客户 OTLP 的遥测属性 — 基数控制
// utils/telemetryAttributes.ts
const METRICS_CARDINALITY_DEFAULTS = {
OTEL_METRICS_INCLUDE_SESSION_ID: true, // included by default
OTEL_METRICS_INCLUDE_VERSION: false, // excluded by default
OTEL_METRICS_INCLUDE_ACCOUNT_UUID: true, // included by default
}
export function getTelemetryAttributes(): Attributes {
const attributes: Attributes = { 'user.id': getOrCreateUserID() }
if (shouldIncludeAttribute('OTEL_METRICS_INCLUDE_SESSION_ID'))
attributes['session.id'] = getSessionId()
if (shouldIncludeAttribute('OTEL_METRICS_INCLUDE_VERSION'))
attributes['app.version'] = MACRO.VERSION
// OAuth account data only when actively using OAuth
const oauthAccount = getOauthAccountInfo()
if (oauthAccount) {
if (oauthAccount.organizationUuid) attributes['organization.id'] = oauthAccount.organizationUuid
if (oauthAccount.email) attributes['user.email'] = oauthAccount.email
}
return attributes
}
默认情况下排除版本,以防止客户仪表板中出现高基数时间序列爆炸。 企业用户可以使用以下命令重新启用它 OTEL_METRICS_INCLUDE_VERSION=1.
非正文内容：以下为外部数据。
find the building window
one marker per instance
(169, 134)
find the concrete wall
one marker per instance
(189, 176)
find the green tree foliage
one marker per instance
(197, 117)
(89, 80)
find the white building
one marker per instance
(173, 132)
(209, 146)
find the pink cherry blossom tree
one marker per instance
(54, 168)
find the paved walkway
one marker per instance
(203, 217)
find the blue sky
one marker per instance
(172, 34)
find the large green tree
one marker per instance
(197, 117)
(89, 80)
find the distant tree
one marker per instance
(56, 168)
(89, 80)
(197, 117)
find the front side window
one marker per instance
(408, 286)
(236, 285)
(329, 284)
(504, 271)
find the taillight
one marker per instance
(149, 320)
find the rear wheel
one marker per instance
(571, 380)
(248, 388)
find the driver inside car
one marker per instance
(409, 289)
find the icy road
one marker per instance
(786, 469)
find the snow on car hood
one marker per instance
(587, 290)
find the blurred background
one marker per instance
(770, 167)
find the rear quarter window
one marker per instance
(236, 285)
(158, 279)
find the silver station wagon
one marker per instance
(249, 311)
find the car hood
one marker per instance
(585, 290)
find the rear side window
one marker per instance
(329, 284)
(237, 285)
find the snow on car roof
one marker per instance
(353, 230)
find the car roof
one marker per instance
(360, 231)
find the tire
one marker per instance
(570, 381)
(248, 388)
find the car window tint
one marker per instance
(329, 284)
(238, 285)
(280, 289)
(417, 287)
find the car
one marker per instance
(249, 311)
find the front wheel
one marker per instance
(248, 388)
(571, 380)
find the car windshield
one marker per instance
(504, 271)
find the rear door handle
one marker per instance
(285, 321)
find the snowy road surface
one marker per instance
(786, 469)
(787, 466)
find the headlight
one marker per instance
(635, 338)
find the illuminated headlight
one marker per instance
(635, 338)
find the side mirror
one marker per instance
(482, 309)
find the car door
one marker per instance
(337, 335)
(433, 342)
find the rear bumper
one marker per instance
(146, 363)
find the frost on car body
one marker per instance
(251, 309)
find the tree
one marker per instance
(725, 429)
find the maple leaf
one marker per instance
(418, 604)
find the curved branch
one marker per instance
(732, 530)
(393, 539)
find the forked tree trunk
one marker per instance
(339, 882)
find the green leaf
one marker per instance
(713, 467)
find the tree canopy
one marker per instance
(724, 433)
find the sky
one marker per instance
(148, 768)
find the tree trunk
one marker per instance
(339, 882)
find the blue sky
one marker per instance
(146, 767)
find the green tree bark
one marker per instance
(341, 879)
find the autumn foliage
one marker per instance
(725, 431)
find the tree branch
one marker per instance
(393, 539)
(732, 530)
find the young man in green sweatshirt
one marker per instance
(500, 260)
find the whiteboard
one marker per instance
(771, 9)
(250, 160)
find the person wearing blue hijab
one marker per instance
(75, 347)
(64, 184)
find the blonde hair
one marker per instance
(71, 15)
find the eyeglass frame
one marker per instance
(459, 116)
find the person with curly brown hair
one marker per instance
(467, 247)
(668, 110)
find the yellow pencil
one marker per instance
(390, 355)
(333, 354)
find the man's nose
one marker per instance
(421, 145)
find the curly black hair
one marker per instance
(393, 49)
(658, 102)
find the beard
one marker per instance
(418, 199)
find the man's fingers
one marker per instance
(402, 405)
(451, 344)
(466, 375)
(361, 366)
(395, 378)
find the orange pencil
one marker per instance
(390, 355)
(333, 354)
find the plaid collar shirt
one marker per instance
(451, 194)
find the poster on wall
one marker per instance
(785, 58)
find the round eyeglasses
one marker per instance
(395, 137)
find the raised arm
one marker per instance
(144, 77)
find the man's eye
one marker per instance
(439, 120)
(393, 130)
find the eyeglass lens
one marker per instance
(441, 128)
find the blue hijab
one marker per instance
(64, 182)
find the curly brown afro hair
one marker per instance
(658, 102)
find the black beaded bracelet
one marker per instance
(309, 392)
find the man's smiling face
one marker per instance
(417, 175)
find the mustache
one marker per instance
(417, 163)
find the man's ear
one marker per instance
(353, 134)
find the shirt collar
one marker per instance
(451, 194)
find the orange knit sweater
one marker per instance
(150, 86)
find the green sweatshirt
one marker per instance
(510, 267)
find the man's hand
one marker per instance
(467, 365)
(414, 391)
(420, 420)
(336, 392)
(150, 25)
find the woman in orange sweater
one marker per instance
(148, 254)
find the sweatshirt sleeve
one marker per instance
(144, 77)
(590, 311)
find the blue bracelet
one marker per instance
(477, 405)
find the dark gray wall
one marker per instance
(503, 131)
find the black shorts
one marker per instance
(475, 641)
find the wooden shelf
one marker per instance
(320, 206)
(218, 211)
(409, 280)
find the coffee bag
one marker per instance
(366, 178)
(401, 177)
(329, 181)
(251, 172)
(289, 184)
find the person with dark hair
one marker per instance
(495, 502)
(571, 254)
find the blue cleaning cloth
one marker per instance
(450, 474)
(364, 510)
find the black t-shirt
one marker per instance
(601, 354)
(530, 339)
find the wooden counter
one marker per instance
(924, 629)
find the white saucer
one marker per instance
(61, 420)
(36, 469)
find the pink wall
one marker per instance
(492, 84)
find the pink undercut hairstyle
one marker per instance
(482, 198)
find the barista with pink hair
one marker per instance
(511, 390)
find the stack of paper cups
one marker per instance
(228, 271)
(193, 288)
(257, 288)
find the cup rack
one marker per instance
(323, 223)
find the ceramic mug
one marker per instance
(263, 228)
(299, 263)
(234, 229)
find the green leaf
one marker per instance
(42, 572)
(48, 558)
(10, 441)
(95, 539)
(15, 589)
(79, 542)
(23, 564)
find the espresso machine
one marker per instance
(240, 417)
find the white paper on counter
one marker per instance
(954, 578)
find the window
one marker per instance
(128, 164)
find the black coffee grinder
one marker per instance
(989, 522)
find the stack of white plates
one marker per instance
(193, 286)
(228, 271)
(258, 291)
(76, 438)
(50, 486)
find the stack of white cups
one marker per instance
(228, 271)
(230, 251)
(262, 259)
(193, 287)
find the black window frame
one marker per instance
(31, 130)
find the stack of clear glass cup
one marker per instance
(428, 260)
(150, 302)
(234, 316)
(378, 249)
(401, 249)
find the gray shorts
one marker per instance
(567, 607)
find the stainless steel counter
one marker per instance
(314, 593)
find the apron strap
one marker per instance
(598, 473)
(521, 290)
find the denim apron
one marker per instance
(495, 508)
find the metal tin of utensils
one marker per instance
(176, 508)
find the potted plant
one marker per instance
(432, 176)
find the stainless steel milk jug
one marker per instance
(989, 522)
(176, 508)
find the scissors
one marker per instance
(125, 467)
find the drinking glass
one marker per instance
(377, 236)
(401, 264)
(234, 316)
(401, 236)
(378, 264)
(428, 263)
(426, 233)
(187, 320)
分析在四种情况下被禁用,已签入 isAnalyticsDisabled():
// services/analytics/config.ts
export function isAnalyticsDisabled(): boolean {
return (
process.env.NODE_ENV === 'test' ||
isEnvTruthy(process.env.CLAUDE_CODE_USE_BEDROCK) || // AWS Bedrock
isEnvTruthy(process.env.CLAUDE_CODE_USE_VERTEX) || // Google Vertex
isEnvTruthy(process.env.CLAUDE_CODE_USE_FOUNDRY) || // Azure Foundry
isTelemetryDisabled() // privacy setting
)
}
isFeedbackSurveyDisabled(),这确实 not 阻止 3P 提供商。 该调查是本地 UI 提示,没有文字记录数据; 企业客户通过 OTEL 而不是 Anthropic 的内部管道捕获响应。
Auth-Aware 事件调度
1P 导出器在每次 POST 之前探测身份验证状态。 如果 OAuth 令牌已过期,则缺少 user:profile 范围,或者信任对话框尚未被接受,它会回退到发送没有身份验证标头的事件。 401 响应还会触发无需身份验证的自动重试。 事件永远不会仅仅因为身份验证不可用而被丢弃——它们会降级为未经身份验证的传递。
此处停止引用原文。